Demyan continues to ignore me, this time putting his phone face down and seeming to find the air more interesting than me. I almost reach the bottom of my bourbon as his second vodka arrives.

This time he sips, too.

I sigh. “You know,” I say, switching to Russian, “you’re being childish.”

There’s a part of me that wants to tell him about the pregnancy, but it isn’t the place, and it isn’tmyplace. So I don’t.

But I’m not letting him off the hook, either.

Demyan may scare a lot of people, but he doesn’t scare me.

What does scare me is he may hurt his sister beyond what he means to, and what Demyan means is not to hurt her at all. A little pain in making her see the light, his light, perhaps, but not real hurt, not to the point where he scars her.

Alina’s been through so much, and she’s come so far. I’m scared he’ll send her tumbling back, and then?—

I shut that down.

Instead, I try to appeal to his better nature.

If he still has one, because right now, I’m not so sure.

“Whatever issues you have with me are things we can either work through or just agree to call it quits on our friendship,” I say to him. “But that doesn’t change the fact—no matter which path you choose—that me and Alina are together, and I’m not about to go anywhere.”

His mouth sets into a hard line.

He looks like he wants to crack skulls.

Starting with mine.

“And you need to get used to that, or you’ll lose your sister,” I say, unwilling to let him off the hook.

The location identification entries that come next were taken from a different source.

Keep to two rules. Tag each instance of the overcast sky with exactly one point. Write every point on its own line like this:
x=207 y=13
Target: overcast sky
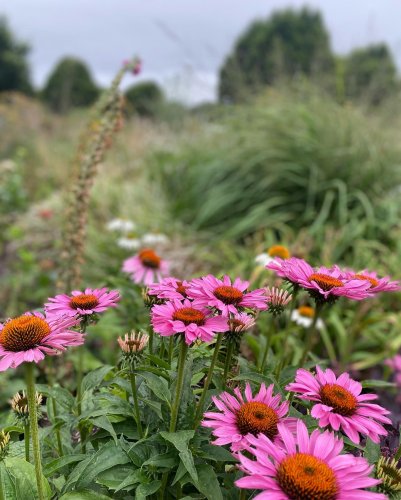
x=182 y=42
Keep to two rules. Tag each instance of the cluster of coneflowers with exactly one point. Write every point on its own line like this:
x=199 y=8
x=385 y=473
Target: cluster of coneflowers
x=29 y=338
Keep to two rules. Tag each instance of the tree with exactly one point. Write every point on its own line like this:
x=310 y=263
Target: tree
x=289 y=43
x=144 y=98
x=70 y=85
x=370 y=73
x=14 y=70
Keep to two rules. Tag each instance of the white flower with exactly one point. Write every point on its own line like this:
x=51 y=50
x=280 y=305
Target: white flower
x=121 y=225
x=154 y=239
x=300 y=318
x=263 y=259
x=129 y=243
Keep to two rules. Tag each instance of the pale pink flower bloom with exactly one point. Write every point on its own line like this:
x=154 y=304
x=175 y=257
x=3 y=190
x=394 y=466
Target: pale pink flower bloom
x=226 y=296
x=377 y=284
x=146 y=267
x=241 y=417
x=90 y=301
x=30 y=337
x=188 y=318
x=169 y=288
x=338 y=403
x=325 y=282
x=305 y=467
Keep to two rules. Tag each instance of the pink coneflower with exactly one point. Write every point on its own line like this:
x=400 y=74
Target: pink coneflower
x=89 y=302
x=226 y=296
x=239 y=418
x=338 y=403
x=322 y=282
x=377 y=284
x=189 y=318
x=146 y=267
x=169 y=288
x=306 y=467
x=29 y=337
x=240 y=322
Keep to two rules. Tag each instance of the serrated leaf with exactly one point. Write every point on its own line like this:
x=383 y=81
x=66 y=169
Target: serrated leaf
x=94 y=378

“Me losing my sister?” Demyan growls, throws back a big swallow of vodka. “Is this you telling me that you’ll have a say in such a thing?”

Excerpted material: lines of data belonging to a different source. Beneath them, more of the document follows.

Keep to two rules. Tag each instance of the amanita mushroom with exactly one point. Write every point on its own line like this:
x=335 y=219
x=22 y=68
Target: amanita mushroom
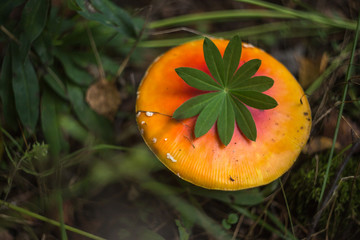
x=205 y=161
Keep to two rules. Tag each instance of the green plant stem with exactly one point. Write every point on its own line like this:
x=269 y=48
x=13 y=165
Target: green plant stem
x=217 y=16
x=348 y=73
x=48 y=220
x=287 y=207
x=314 y=17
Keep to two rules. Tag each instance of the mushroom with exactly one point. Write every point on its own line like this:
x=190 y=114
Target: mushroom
x=205 y=161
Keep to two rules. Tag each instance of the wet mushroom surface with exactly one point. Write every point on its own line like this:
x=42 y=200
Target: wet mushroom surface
x=205 y=161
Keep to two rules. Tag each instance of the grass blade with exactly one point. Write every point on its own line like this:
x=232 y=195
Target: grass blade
x=347 y=77
x=198 y=79
x=208 y=115
x=214 y=61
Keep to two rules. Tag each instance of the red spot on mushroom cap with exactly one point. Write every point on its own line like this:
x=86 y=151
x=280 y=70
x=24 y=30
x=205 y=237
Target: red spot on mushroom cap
x=205 y=161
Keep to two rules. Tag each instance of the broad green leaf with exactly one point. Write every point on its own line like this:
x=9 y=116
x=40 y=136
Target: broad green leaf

“No. I won’t have a say in anything. This is about Alina, and her decisions. What I’m doing is warning you, continue this and she’ll go. We both know it.”

“I don’t need or want your advice, Belov, on how to deal with my own sister. You are nothing more than a blip.” He finishes the rest of his drink, gets up, and storms out.

“Well, fuck,” I mutter with a sigh as I lean back in my chair.

I pull their bill over to me and add it to mine. Then I slide my card inside for both of them and rub my eyes.

It feels like I ran a marathon super hard and came in last.

Honestly, I’m at a loss. I don’t know what else I can do to fix this.

I’ve never seen Demyan like this. Ever.

The man I know, no matter how furious, wouldn’t do this. Wouldn’t turn to stone where nothing could touch him. Sure, he would have hit me, but he’d have laughed by now, softened a little, taken some of the things I’ve given him to save face, and turn it all around.